Se dopo la pandemia da coronavirus, “nulla sarà più come prima”, compito primario di tutti non può che essere quello di contribuire alla costruzione di un futuro migliore del contesto che ci ha portato alla situazione attuale.
L'indice del prodotto interno lordo (PIL), non è sufficiente per determinare il benessere di una società civile e avanzata, perché non misura l'equilibrio, tra vita lavorativa, affettiva e culturale dell'essere umano, la salute o la qualità dell'ambiente.

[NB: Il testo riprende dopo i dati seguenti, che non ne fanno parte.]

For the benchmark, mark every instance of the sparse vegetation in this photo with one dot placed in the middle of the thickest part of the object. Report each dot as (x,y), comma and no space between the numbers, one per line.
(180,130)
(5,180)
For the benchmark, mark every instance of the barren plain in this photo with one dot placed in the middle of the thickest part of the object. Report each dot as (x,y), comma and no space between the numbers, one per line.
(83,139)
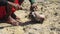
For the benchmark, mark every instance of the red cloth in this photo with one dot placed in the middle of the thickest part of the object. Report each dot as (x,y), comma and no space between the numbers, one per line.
(2,11)
(16,2)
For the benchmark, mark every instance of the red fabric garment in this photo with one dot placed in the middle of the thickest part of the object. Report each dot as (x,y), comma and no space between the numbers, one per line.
(16,2)
(2,11)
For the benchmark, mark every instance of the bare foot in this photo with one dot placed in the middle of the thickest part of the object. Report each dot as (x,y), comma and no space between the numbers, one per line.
(12,21)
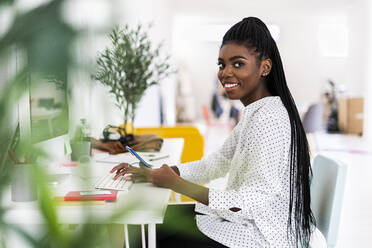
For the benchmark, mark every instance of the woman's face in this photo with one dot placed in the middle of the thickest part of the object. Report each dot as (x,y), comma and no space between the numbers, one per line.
(241,74)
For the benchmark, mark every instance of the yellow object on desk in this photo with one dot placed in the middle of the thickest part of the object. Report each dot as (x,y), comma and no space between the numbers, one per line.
(193,148)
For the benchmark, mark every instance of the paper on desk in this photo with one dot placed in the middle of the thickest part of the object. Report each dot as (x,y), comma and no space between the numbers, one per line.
(59,201)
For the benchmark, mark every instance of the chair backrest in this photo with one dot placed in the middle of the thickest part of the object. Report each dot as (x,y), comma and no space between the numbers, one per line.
(327,191)
(313,118)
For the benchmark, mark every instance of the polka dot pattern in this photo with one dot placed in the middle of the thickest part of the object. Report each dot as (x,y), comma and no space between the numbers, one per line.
(255,157)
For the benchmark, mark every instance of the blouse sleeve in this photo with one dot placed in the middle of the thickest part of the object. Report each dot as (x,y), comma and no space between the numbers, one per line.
(261,164)
(214,165)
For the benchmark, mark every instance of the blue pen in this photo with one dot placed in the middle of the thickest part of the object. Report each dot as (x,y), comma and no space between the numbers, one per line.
(137,156)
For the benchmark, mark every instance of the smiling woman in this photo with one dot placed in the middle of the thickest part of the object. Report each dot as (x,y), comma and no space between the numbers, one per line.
(266,202)
(241,74)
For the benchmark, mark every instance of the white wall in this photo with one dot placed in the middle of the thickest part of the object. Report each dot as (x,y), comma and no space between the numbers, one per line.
(180,24)
(307,68)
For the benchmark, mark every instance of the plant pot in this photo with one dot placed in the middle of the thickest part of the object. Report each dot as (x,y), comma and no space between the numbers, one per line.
(80,150)
(23,186)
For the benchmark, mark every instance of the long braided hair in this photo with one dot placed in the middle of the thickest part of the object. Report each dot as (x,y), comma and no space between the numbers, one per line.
(255,36)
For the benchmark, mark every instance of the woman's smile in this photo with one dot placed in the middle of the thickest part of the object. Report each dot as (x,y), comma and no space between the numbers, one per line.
(229,86)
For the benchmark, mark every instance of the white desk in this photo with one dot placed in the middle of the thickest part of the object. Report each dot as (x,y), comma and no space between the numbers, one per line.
(150,202)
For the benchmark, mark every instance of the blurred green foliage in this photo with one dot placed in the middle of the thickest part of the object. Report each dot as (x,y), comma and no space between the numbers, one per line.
(129,67)
(46,40)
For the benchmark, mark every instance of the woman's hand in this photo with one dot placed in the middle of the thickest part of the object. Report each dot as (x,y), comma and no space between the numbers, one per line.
(130,172)
(164,177)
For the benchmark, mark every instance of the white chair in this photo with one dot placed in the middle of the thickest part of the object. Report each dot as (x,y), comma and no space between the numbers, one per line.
(327,191)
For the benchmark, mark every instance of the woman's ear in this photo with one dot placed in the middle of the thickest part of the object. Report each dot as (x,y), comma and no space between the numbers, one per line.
(266,65)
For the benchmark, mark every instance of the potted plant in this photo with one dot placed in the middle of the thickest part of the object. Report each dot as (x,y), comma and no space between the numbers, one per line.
(128,68)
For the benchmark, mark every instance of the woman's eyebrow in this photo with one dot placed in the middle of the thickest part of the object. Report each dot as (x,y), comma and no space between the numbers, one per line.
(233,58)
(237,57)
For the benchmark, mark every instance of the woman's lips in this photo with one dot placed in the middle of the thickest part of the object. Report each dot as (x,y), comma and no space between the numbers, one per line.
(230,86)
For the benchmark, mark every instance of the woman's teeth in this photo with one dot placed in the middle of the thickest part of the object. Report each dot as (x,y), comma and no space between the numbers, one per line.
(230,85)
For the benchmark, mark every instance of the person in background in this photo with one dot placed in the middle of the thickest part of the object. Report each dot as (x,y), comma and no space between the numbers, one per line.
(266,202)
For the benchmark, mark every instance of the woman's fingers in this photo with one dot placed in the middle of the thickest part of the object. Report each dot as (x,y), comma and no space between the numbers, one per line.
(119,167)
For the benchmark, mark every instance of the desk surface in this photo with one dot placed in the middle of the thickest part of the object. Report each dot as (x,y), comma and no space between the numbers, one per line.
(143,204)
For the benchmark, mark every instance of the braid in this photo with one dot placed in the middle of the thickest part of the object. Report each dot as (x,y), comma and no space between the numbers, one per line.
(253,33)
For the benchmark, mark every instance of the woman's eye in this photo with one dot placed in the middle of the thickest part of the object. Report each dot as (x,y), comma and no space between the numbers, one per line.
(238,64)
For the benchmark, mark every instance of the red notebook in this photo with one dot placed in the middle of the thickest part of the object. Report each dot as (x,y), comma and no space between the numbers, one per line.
(91,196)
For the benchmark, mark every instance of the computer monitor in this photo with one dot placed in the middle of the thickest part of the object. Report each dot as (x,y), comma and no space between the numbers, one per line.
(43,114)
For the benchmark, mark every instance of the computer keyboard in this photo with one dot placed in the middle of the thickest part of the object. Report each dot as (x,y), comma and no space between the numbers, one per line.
(106,182)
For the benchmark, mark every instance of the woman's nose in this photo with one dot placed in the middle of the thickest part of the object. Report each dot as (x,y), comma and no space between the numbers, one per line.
(227,72)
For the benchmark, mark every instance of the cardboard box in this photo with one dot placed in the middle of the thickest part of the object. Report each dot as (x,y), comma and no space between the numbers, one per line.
(350,115)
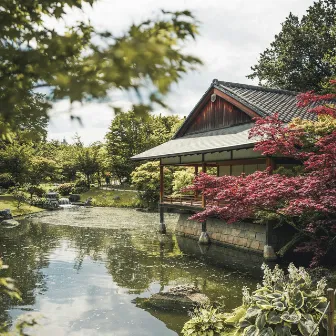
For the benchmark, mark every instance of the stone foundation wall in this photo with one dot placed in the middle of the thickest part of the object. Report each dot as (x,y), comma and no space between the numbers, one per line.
(242,235)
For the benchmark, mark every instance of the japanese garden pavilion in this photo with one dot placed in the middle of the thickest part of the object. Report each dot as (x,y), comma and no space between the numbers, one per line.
(215,134)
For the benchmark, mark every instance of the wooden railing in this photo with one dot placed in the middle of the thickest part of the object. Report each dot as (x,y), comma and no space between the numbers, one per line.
(188,200)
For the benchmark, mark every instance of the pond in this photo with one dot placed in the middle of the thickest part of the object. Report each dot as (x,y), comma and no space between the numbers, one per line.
(87,271)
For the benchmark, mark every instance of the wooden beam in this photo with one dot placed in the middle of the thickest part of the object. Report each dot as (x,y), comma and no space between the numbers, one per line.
(236,103)
(161,183)
(270,163)
(203,197)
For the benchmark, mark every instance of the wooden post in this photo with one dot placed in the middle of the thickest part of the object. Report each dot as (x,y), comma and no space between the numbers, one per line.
(161,184)
(203,197)
(331,311)
(196,170)
(270,163)
(195,192)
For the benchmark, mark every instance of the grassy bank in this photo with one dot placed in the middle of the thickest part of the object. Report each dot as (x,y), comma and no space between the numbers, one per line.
(111,198)
(8,202)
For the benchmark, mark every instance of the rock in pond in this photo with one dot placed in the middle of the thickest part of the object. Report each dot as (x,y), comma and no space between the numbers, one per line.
(184,297)
(9,223)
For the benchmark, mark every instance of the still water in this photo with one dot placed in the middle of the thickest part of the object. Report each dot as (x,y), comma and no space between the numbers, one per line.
(87,271)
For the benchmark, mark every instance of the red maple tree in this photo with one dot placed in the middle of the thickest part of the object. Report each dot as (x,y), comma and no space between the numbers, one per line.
(307,201)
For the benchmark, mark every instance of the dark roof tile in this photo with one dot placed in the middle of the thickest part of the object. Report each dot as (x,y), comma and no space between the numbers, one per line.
(266,101)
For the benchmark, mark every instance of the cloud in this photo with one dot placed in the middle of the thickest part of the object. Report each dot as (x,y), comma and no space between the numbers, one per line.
(232,35)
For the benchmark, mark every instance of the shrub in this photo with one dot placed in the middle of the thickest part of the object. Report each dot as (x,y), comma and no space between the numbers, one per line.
(35,190)
(80,187)
(19,197)
(65,188)
(283,305)
(146,180)
(6,180)
(42,202)
(80,183)
(205,321)
(182,179)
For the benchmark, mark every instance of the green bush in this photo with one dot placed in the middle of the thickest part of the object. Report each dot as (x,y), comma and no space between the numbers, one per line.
(42,202)
(6,180)
(285,304)
(80,187)
(146,180)
(182,179)
(35,190)
(65,189)
(205,321)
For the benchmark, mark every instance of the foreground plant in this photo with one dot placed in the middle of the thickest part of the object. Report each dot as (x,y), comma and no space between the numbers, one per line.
(205,321)
(284,305)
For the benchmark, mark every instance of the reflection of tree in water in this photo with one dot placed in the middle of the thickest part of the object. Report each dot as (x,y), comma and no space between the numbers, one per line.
(135,259)
(25,250)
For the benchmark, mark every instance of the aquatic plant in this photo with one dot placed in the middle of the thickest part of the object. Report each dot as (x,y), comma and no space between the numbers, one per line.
(205,321)
(283,305)
(7,287)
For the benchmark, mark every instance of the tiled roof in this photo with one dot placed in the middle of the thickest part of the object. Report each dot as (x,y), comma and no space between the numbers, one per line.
(230,138)
(265,101)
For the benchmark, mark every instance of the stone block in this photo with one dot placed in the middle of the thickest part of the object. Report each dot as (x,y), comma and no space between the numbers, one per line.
(229,239)
(261,237)
(235,232)
(260,228)
(255,245)
(250,235)
(242,241)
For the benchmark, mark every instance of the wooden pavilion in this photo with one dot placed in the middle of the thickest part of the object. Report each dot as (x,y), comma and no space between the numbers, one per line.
(215,134)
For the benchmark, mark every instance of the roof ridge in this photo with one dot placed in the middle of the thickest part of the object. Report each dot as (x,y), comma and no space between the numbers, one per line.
(254,87)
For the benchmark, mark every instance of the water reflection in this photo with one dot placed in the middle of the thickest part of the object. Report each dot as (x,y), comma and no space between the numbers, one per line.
(83,269)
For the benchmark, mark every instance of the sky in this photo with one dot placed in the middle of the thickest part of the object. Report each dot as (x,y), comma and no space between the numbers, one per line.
(232,35)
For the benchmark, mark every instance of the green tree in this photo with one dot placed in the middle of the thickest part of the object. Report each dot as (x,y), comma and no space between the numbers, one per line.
(146,179)
(79,63)
(129,135)
(41,169)
(15,160)
(87,162)
(301,56)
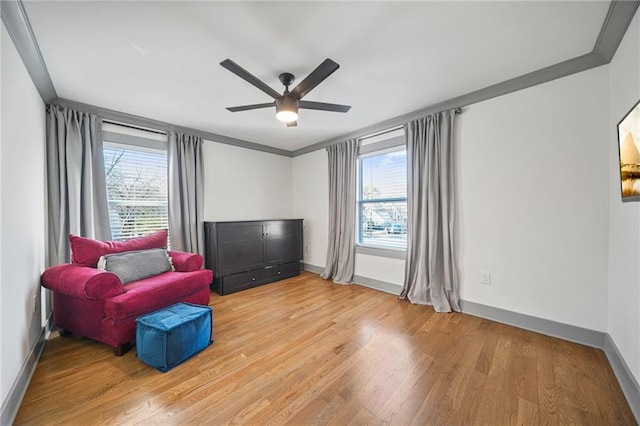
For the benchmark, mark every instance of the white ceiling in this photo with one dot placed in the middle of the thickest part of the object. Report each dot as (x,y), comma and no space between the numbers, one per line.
(160,59)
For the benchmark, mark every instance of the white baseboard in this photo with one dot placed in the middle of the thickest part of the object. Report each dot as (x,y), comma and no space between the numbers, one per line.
(14,398)
(627,382)
(572,333)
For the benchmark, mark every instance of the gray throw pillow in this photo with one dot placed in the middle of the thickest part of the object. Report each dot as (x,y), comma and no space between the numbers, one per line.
(136,265)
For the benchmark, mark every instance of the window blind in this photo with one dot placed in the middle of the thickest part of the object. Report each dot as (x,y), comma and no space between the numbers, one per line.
(136,190)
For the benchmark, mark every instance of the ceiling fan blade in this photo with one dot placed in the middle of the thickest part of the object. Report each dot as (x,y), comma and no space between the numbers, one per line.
(324,70)
(323,106)
(248,77)
(249,107)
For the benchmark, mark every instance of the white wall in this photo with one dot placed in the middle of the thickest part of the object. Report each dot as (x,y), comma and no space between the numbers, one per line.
(22,214)
(242,184)
(624,218)
(310,188)
(533,199)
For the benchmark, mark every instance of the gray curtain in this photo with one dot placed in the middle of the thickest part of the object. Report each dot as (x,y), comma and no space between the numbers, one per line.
(77,192)
(186,193)
(341,251)
(431,270)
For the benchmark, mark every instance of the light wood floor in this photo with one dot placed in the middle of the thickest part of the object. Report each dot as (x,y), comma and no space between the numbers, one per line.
(306,351)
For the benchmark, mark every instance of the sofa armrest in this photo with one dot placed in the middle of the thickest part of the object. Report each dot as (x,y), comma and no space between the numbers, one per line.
(81,281)
(186,262)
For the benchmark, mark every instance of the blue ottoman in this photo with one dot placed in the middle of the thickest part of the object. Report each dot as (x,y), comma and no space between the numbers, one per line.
(170,336)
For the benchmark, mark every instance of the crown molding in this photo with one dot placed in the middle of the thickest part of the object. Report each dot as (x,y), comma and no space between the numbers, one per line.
(618,19)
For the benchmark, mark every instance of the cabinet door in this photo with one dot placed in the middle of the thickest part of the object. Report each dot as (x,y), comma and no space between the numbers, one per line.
(282,241)
(240,247)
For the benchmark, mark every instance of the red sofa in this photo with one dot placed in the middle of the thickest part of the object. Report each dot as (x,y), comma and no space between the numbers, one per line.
(96,304)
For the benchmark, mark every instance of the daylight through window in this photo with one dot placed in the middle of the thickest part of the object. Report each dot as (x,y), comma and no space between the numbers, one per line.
(382,199)
(136,190)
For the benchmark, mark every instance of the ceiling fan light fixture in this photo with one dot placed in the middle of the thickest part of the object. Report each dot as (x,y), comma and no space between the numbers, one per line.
(286,109)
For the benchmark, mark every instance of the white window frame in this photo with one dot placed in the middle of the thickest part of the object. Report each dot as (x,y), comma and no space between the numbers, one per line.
(116,140)
(396,142)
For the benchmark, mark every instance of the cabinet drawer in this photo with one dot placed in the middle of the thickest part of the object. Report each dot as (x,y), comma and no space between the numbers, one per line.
(235,282)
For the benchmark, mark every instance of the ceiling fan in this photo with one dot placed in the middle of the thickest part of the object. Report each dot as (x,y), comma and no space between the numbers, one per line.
(288,103)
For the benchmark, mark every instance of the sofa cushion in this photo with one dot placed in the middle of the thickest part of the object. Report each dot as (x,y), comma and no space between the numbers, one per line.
(87,251)
(136,265)
(153,293)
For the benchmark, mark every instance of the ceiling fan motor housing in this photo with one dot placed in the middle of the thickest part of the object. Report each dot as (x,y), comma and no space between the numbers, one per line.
(286,78)
(288,104)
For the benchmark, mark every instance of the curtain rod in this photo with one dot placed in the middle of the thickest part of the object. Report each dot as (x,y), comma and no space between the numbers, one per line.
(131,126)
(393,129)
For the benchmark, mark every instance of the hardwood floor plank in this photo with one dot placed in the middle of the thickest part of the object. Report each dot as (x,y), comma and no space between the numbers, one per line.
(307,351)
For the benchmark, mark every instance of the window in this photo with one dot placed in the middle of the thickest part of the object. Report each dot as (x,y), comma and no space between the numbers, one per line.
(382,199)
(136,189)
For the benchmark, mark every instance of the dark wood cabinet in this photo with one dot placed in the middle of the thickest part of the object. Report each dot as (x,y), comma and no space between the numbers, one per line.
(251,253)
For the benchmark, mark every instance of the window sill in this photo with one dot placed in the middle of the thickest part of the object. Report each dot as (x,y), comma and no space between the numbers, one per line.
(382,252)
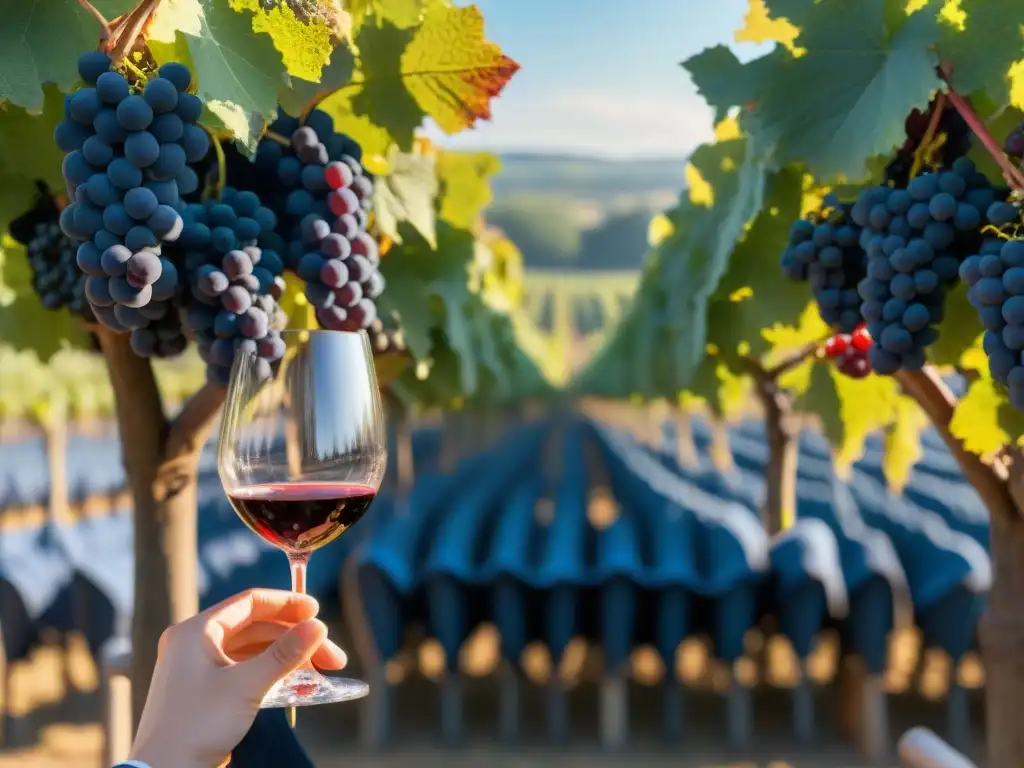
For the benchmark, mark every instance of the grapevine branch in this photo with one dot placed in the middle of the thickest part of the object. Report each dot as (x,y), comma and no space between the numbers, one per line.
(933,126)
(105,35)
(125,32)
(991,480)
(1013,174)
(185,437)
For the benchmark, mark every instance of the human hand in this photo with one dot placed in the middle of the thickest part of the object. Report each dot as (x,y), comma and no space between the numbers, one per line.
(214,669)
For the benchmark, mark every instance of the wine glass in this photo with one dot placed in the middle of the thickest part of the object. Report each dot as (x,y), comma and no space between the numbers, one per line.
(301,456)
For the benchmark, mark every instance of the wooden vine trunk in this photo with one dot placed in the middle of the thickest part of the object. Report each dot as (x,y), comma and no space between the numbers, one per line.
(161,459)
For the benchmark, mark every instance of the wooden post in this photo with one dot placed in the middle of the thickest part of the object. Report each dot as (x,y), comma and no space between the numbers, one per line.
(116,681)
(919,748)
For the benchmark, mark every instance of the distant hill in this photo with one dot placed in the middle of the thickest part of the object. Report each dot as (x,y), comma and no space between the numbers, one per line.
(569,212)
(596,179)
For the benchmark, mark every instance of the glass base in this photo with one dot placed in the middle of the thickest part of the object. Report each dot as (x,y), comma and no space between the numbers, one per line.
(308,687)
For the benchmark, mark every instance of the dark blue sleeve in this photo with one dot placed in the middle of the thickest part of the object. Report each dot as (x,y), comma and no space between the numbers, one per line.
(270,743)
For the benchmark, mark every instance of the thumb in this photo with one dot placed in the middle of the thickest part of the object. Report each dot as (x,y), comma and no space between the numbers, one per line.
(284,655)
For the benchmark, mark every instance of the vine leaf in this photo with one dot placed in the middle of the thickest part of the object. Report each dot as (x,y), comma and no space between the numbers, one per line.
(984,420)
(452,70)
(40,42)
(990,41)
(305,44)
(751,297)
(902,441)
(697,255)
(383,94)
(795,11)
(465,189)
(721,79)
(408,194)
(239,71)
(458,329)
(297,96)
(27,146)
(845,100)
(375,140)
(402,13)
(851,409)
(419,283)
(25,323)
(759,28)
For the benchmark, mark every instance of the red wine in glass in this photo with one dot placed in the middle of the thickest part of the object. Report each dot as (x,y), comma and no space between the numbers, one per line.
(299,517)
(302,452)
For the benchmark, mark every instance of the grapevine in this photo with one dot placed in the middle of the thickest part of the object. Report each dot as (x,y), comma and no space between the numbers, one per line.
(55,275)
(128,150)
(153,261)
(851,352)
(824,250)
(312,178)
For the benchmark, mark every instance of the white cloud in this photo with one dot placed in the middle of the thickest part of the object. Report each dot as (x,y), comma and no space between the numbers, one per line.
(591,122)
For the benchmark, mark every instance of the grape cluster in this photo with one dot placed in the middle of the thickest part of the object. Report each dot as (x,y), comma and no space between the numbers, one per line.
(995,278)
(850,352)
(315,183)
(232,284)
(912,238)
(128,151)
(955,141)
(824,250)
(55,275)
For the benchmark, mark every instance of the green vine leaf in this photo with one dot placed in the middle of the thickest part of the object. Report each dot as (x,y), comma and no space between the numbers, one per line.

Sul piano sociale e politico, diversamente andranno affrontati i problemi della globalizzazione, gli scarti della società consumistica, gli interessi contrapposti, tra capitale e lavoro, tra i paesi ricchi e quelli più poveri, tra il pensiero liberista e quello socialista.
Le filosofie appena citate, nel contrasto al contagio Covid-19, ma soprattutto nelle scelte in itinere adottate per riprendere il cammino, hanno evidenziato limiti e riconsiderazioni.
Un po' ovunque, le misure seguite, specialmente in Europa, segnano un riscatto dei tratti distintivi del socialismo democratico, in senso lato, rispetto alle linee guida dei fautori di più mercato e meno Stato.
In Italia, netta è la rivincita della sanità pubblica su quella privata, dell' intervento statale nel settore produttivo e nel sostegno alle persone in stato di disagio.
Una politica socialista liberale, richiesta innanzitutto dai nostri cultori del liberismo moderno, dopo aver spazzato via i partiti storicamente espressione delle tradizioni culturali citate, da decenni ormai ininfluenti sulle sorti del Paese.
La distribuzione a pioggia dei sussidi, previsti nel decreto “rilancio”, senza alcun impegno alla attuazione di un organico piano di riforme, a breve dimostrerà la sua insufficienza per la “ripartenza”, nonché il bisogno di una alleanza tra socialisti e liberali autentici.